I think it will happen. Maybe not soon, but eventually. That said, people do get away with insider trading most of the time. There were substantial moves in Israeli securities, in oil, in defense before October 7 for example, presumably because a lot of people knew and those people talked.
I am not that sure. Prediction markets were proposed specifically as an information gathering tool. In that sense insider trading should be incentivized, as benefits of increased accuracy are more important than some sense of fairness. He mentions potential negative impact of lower incentives for traders to engage, but in the linked article Scott uses the example of very limited anti-insider trading rules for commodity markets - and yet those work just fine.
And the CIA was specifically established to coordinate government efforts to gather information. Which is vast majority of its personnel ever do, too. But it is famous for the activities committed based on the information gathered.

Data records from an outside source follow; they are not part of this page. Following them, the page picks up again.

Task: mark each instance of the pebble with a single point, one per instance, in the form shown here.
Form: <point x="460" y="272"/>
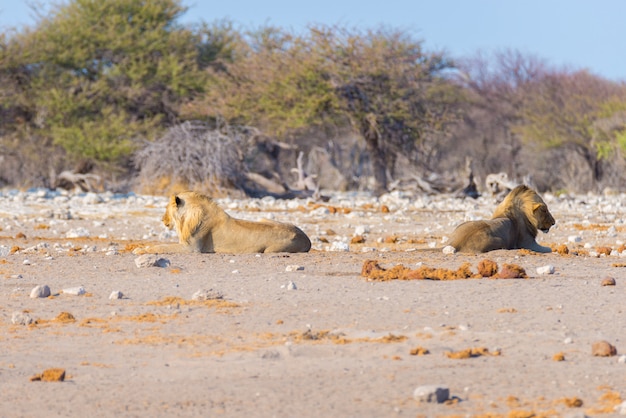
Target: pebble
<point x="209" y="294"/>
<point x="608" y="281"/>
<point x="543" y="270"/>
<point x="116" y="294"/>
<point x="361" y="229"/>
<point x="431" y="393"/>
<point x="77" y="233"/>
<point x="21" y="318"/>
<point x="339" y="246"/>
<point x="151" y="260"/>
<point x="621" y="408"/>
<point x="449" y="249"/>
<point x="294" y="267"/>
<point x="74" y="291"/>
<point x="41" y="291"/>
<point x="603" y="349"/>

It's (only) an "information gathering tool" should not be a thoughtstop. If liquid prediction markets enable insider trading and other undesirable defect actions, then their purpose becomes insider trading and other undesirable defect actions.
But that's just circular. Why is insider trading "undesirable"? It's undesirable on the stock market and in sports betting because it's an unfair advantage. But that's only because part of the point of the stock market and sports betting pools is that they're meant to be fair to the people investing/betting. If we stipulate that the point of prediction markets is, exclusively, to generate maximally accurate information about the future, then there's nothing inherently wrong with it being less than maximally "fair" to betters: no one promised it would be.
And my point is that we should not grant that premise. In this discussion I feel like its 2010, and I am arguing against someone who claims "point of Uber is just to be an app for ridesharing". technically true, but that was only a technical goal, the point of the app was to provide service that could circumvent the existing taxicab service regulations by becoming too popular to sue effectively.
Similarly, the point of prediction markets is not to max an abstract "maximum information accuracy points" of the universe, it is to provide accurate information about multitude of things to various people for a price. Some can be fun and inconsequential ("who will be the mayor of $InsertGenericLocality"), but some will have consequences. C-suite executives and knowledgeable employees can absolutely make a profit (and make investors in their employer lose money) by trading secret information on a prediction market concerning to their employer. A government official or military personnel can absolutely make a profit and kill a military operation (and kill some people too) by trading secret information on a prediction market concerning geopolitically relevant outcomes.
In case of Uber one can argue that achieving the ultimate purpose was a net good for consumers (especially in major metropolitan areas, but perhaps not-so-good for would-be taxi drivers). If you want to make a case for a prediction market for financial or military secrets, you have to make a case that availability of such information for a price is a net good.
I grant that I was not really defining "insider trading" and "defections" in my reply, and using it vaguely, but everyone participating here can peruse all the sibling comment threads for a more detailed discussion about various scenarios.